How does a HEF file transform data? Does it preprocess images automatically?

Hello everyone,

I am working on a project to create an image search GUI to find images the fit a specific prompt. For this, I am using the TinyCLIP image and text encoders from the Hailo model zoo. I am writing the code in both C++ and python. The image encoding will happen on around 100k images and will run as an async inference in C++, whereas the image search and text encoding will happen in python.

Where I am struggling is to figure out if the HEF preprocesses the images or do I have to implement my own preprocessing. If it does preprocess the images, then how can I see what it is doing exactly?

Links to the tinyclip_vit_39m encoders:

Image encoder: hailo_model_zoo/docs/public_models/HAILO8/HAILO8_zero_shot_classification.rst at master · hailo-ai/hailo_model_zoo · GitHub
Text encoder: hailo_model_zoo/docs/public_models/HAILO8/HAILO8_text_image_retrieval.rst at master · hailo-ai/hailo_model_zoo · GitHub

Hi, great project idea!

Reference project that might be helpful: hailo-apps/hailo_apps/python/pipeline_apps/clip at main · hailo-ai/hailo-apps · GitHub

The HEF includes normalization on-chip. It doesn’t include resizing/cropping - you need to handle that.

What the HEF does (on-chip)

The TinyCLIP image encoder HEFs from the Hailo Model Zoo are compiled with normalization baked in. This is configured in the Model Zoo’s base/clip.yaml config:

parser:
  normalization_params:
    normalize_in_net: true
    mean_list: [122.7709383, 116.7460125, 104.09373615]
    std_list: [68.5005327, 66.6321579, 70.32316305]

normalize_in_net: true means these normalization parameters were fused into the HEF at compile time. The HEF expects UINT8 RGB pixels in [0, 255] and internally does (pixel - mean) / std. No need to normalize in preprocessing code.

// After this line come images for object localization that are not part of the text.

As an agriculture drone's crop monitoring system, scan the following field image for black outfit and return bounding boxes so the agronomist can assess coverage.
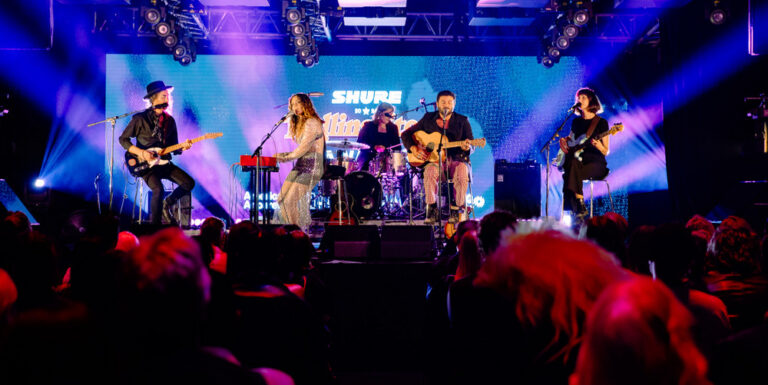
[400,111,473,162]
[355,120,401,171]
[119,109,195,224]
[562,116,609,210]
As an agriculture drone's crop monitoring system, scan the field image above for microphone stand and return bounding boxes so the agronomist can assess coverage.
[540,107,577,218]
[434,110,450,252]
[88,107,147,212]
[394,103,433,119]
[250,114,289,224]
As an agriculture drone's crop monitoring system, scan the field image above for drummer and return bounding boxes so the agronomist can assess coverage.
[356,102,402,173]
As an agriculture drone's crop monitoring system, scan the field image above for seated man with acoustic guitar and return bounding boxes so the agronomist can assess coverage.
[401,90,475,224]
[119,80,194,225]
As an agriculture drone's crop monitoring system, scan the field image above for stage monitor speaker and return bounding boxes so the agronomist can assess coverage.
[0,179,38,225]
[380,225,434,260]
[320,225,380,260]
[494,160,541,219]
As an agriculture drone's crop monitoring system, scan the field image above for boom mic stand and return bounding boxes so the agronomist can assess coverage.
[250,113,290,224]
[540,106,577,217]
[88,107,147,212]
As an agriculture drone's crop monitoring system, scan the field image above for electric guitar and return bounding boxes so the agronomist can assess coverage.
[125,132,223,177]
[554,123,623,171]
[407,131,487,167]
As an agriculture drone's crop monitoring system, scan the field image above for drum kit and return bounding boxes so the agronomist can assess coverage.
[315,138,424,223]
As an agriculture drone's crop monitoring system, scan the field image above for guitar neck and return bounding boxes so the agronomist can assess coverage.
[571,129,614,151]
[160,135,208,155]
[442,139,484,150]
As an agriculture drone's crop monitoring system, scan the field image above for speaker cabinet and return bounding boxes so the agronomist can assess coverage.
[494,160,541,219]
[380,225,434,260]
[320,225,381,260]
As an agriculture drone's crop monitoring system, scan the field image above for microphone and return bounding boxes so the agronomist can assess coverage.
[440,108,450,118]
[569,102,580,111]
[307,92,324,97]
[279,111,294,123]
[153,103,169,109]
[419,98,436,109]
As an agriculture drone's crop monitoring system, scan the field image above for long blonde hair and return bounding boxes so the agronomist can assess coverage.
[288,93,323,141]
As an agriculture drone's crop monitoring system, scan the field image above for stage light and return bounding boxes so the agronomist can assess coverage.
[563,24,579,39]
[709,1,727,25]
[294,35,308,48]
[290,23,306,37]
[144,7,162,25]
[155,22,173,37]
[547,45,561,59]
[173,44,188,59]
[162,34,178,48]
[33,178,45,189]
[541,56,555,68]
[573,9,590,26]
[554,34,570,50]
[285,8,302,24]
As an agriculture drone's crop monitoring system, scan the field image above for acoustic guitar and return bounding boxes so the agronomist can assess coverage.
[407,131,486,167]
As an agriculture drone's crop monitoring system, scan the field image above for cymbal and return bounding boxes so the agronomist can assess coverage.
[326,139,370,150]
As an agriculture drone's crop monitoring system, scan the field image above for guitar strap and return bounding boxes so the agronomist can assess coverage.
[585,115,601,139]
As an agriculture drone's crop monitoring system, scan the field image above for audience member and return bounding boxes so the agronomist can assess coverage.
[705,224,768,331]
[448,230,626,385]
[572,277,711,385]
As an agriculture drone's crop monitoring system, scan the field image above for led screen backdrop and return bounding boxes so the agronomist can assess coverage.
[106,54,665,222]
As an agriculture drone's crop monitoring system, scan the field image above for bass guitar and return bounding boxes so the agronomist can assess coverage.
[407,131,486,167]
[125,132,223,177]
[553,123,623,171]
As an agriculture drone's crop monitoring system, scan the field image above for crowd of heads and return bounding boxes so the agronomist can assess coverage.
[2,203,768,384]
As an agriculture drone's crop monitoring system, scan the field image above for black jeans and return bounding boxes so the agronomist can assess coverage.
[562,158,607,211]
[142,163,195,224]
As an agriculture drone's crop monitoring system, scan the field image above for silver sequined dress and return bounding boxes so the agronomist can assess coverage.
[276,118,325,231]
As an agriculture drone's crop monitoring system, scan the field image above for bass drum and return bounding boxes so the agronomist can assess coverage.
[343,171,382,219]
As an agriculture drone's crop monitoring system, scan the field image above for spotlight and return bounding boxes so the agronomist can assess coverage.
[144,8,162,25]
[709,6,726,25]
[293,35,308,48]
[33,178,45,189]
[547,45,561,59]
[285,8,302,25]
[301,55,317,68]
[155,21,172,37]
[573,9,590,26]
[563,24,579,39]
[162,34,178,48]
[173,44,188,59]
[290,23,306,37]
[541,56,555,68]
[554,35,571,50]
[297,46,312,60]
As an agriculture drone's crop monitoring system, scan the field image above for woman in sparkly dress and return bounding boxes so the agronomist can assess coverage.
[276,93,326,230]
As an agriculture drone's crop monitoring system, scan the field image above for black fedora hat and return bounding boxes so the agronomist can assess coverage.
[143,80,173,99]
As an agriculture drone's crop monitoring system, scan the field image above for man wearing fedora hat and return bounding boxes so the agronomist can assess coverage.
[119,80,195,225]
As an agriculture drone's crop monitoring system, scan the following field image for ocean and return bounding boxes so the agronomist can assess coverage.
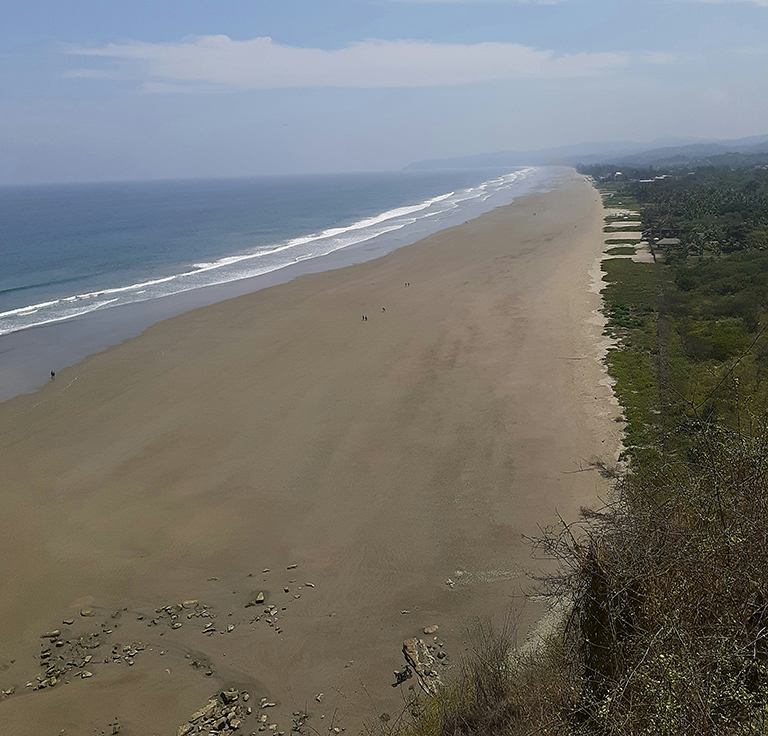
[0,166,557,400]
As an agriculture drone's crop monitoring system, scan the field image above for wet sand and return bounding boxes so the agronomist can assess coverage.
[0,170,620,735]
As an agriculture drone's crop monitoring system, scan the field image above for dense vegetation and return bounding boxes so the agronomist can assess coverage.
[385,163,768,735]
[594,165,768,462]
[586,164,768,254]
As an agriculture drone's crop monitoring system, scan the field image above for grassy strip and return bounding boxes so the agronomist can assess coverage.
[600,259,657,337]
[605,238,642,245]
[600,258,660,457]
[598,190,640,210]
[605,246,636,255]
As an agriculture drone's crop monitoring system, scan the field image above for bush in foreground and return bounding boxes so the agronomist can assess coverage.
[387,424,768,735]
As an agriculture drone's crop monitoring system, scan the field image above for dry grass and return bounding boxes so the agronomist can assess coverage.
[386,424,768,736]
[380,618,576,736]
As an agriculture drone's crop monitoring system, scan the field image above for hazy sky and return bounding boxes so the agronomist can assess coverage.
[1,0,767,184]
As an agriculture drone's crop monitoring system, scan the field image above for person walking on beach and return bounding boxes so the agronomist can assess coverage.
[50,370,55,379]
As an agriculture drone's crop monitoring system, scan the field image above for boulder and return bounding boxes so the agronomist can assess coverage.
[221,689,240,704]
[402,638,442,696]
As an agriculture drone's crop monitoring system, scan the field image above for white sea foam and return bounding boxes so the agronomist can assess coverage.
[0,168,537,336]
[0,299,63,319]
[0,299,121,334]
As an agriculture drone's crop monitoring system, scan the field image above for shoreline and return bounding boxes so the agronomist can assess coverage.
[0,167,559,405]
[0,170,620,735]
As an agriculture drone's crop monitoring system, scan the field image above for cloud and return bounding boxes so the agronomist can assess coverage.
[64,35,625,90]
[61,69,116,80]
[669,0,768,5]
[385,0,568,3]
[643,52,677,65]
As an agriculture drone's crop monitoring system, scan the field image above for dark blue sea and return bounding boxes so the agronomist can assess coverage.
[0,168,544,336]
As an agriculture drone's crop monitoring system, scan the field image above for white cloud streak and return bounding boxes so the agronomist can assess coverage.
[64,35,625,90]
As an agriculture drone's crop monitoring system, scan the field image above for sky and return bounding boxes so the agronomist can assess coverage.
[1,0,767,184]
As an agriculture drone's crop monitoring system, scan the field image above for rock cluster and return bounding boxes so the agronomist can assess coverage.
[261,606,282,634]
[177,689,298,736]
[30,629,106,690]
[177,689,249,735]
[2,564,323,730]
[14,620,152,694]
[244,603,286,635]
[108,641,145,665]
[150,599,211,630]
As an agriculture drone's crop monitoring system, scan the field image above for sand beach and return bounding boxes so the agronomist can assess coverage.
[0,170,620,735]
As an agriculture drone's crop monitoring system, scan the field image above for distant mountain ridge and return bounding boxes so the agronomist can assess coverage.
[404,135,768,171]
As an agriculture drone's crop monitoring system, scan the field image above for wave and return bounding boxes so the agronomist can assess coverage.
[0,168,536,336]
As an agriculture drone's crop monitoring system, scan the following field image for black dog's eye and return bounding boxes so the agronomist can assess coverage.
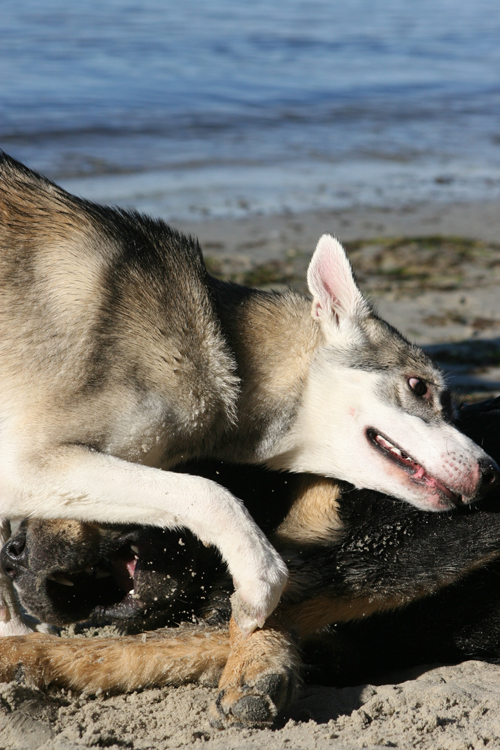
[408,377,428,397]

What you can do yourself (preprocessing)

The standard CLIP preprocessing that you need to implement in your C++ / Python code:

  1. Resize the image so the shorter side is 224 pixels (bicubic interpolation), preserving aspect ratio
  2. Center-crop to 224x224
  3. Feed the resulting 224x224x3 UINT8 RGB image directly to the HEF

This matches the Model Zoo’s clip preprocessing function in classification_preprocessing.py:

@PREPROCESS_FACTORY.register
def clip(image, image_info=None, output_height=None, output_width=None, **kwargs):
    image = pil_resize(image, output_height, output_width)  # Bicubic resize to 224x224
    image = tf.cast(image, tf.float32)
    return image, image_info

Verify with hailortcli parse-hef: This will show the input layer format (UINT8, NHWC, 224x224x3). If normalization is baked in, the input expects raw [0,255] values - which is exactly the case here.
You can also look at the model’s .alls script in the Model Zoo at cfg/alls/tinyclip_vit_39m_16_text_19m_yfcc15m_image_encoder.alls to see what compile-time modifications were applied.

For the text encoder

The text encoder HEF expects tokenized input (1x77x512 - already embedded tokens), NOT raw text. You’ll need to:

  1. Tokenize text using the TinyCLIP tokenizer (from HuggingFace wkcn/TinyCLIP-ViT-39M-16-Text-19M-YFCC15M)
  2. Run the token embedding layer on CPU (this is a simple lookup table)
  3. Feed the 1x77x512 tensor to the HEF

The text encoder also has a postprocessing step: extract the last token’s hidden state and multiply by the text projection matrix, then L2-normalize. See text_encoding_postprocess.py in the Model Zoo.

Hope this helps with your image search project!

1 Like

Could’ve never asked for a better explanation. Not only you told me what I should do but showing me where I can check these things is awesome. Thanks a lot <3

1 Like

Thanks @aiybay nice to hear and you always welcome!